L’avvocato si versò un altro bicchierino di Porto.
– Le pare interessante?, chiese.
– Molto interessante, rispose Firmino, e come continua?
– Il Titânio ha detto all’agente Costa di andare nel cucinotto di sotto e di prendere il coltello elettrico. L’agente Costa è risalito col coltello elettrico e il Titânio gli ha detto: tagliagli la testa, Costa, ha una pallottola nel cervello che può comprometterci, la testa valla a buttare in fiume, al corpo ci pensiamo io e il Ferro.
L’avvocato lo guardò con i suoi occhietti mobilissimi e chiese:
– Le basta?
– Mi basta, rispose Firmino, ma io?
– Vede, spiegò Don Fernando, io tutte queste cose le so già, ma non posso scriverle su un giornale. E poiché stamani ho accompagnato Wanda a fare la sua denuncia alle autorità competenti, mi piacerebbe che Wanda raccontasse quello che sa anche a un giornale, diciamo per una sorta di misura preventiva, con tutti gli incidenti stradali che succedono in questo paese.
– Capisco, disse Firmino, e dove posso trovare questa Wanda?

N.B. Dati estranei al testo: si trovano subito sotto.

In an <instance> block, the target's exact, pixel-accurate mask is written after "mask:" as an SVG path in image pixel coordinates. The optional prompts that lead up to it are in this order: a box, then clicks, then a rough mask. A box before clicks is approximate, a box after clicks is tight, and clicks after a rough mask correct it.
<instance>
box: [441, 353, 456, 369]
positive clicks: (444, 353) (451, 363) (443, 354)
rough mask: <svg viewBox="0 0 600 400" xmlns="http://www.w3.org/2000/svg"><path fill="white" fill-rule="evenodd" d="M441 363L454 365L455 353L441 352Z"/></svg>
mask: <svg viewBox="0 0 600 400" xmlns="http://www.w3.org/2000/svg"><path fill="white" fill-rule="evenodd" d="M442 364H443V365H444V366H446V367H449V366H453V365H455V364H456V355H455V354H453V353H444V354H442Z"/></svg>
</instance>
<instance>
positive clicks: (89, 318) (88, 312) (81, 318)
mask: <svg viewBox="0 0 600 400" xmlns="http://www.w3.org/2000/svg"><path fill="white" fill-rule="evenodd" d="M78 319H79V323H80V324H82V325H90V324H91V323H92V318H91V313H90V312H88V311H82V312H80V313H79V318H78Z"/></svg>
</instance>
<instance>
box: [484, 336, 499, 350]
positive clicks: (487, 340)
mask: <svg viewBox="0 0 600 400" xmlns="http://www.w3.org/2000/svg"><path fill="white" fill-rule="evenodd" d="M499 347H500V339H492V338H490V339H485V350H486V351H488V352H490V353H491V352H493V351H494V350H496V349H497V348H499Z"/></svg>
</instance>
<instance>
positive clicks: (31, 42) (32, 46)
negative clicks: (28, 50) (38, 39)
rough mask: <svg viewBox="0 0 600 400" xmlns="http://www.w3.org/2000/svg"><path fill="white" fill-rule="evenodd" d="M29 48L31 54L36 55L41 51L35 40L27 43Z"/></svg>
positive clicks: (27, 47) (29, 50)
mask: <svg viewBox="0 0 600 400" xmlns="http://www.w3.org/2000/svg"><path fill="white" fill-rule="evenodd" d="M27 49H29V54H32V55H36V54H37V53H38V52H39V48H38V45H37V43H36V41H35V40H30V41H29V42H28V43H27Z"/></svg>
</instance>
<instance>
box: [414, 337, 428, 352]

– L’ho nascosta nella fattoria di mio fratello, rispose Don Fernando, lì è al sicuro.
– Quando potrei parlarci?, chiese Firmino.
– Anche subito, spiegò l’avvocato, ma sarebbe meglio che ci andasse da solo, se vuole telefono a Manuel, ce la accompagna con la mia macchina.
– D’accordo, disse Firmino.
L’avvocato telefonò al signor Manuel.
– Il tempo di tirare fuori la macchina dal garage, disse posando la cornetta, non più di dieci minuti.
– Esco ad aspettarlo per strada, disse Firmino, l’aria oggi è particolarmente gradevole, ha sentito il profumo della natura, avvocato?
– E la sua borsa di studio?, chiese Don Fernando.
– Beh, disse Firmino, per quella c’è tempo, dura sei mesi, se perdo qualche giorno fa lo stesso, dopo telefono alla mia ragazza.
Aprì la porta e fece per uscire. Ma si fermò sulla soglia.
– Avvocato, disse, a quella testimonianza non crederà nessuno.
– Pensa?, chiese l’avvocato.
– Un travestito, disse Firmino, ospedale psichiatrico, schedato per prostituzione. Figuriamoci.
E fece per chiudere la porta dietro di sé. Don Fernando lo fermò con un gesto della mano. Si alzò a fatica e avanzò verso il centro della stanza. Puntò l’indice contro il soffitto, come se si rivolgesse all’aria, poi lo puntò verso Firmino, e poi lo diresse verso il suo petto.
– È una persona, disse, si ricordi questo, giovanotto, prima di tutto è una persona.
E poi continuò:
– Cerchi di essere delicato con lei, abbia molto tatto, Wanda è una creatura fragile come il cristallo, una parola storta e le vengono crisi di pianto.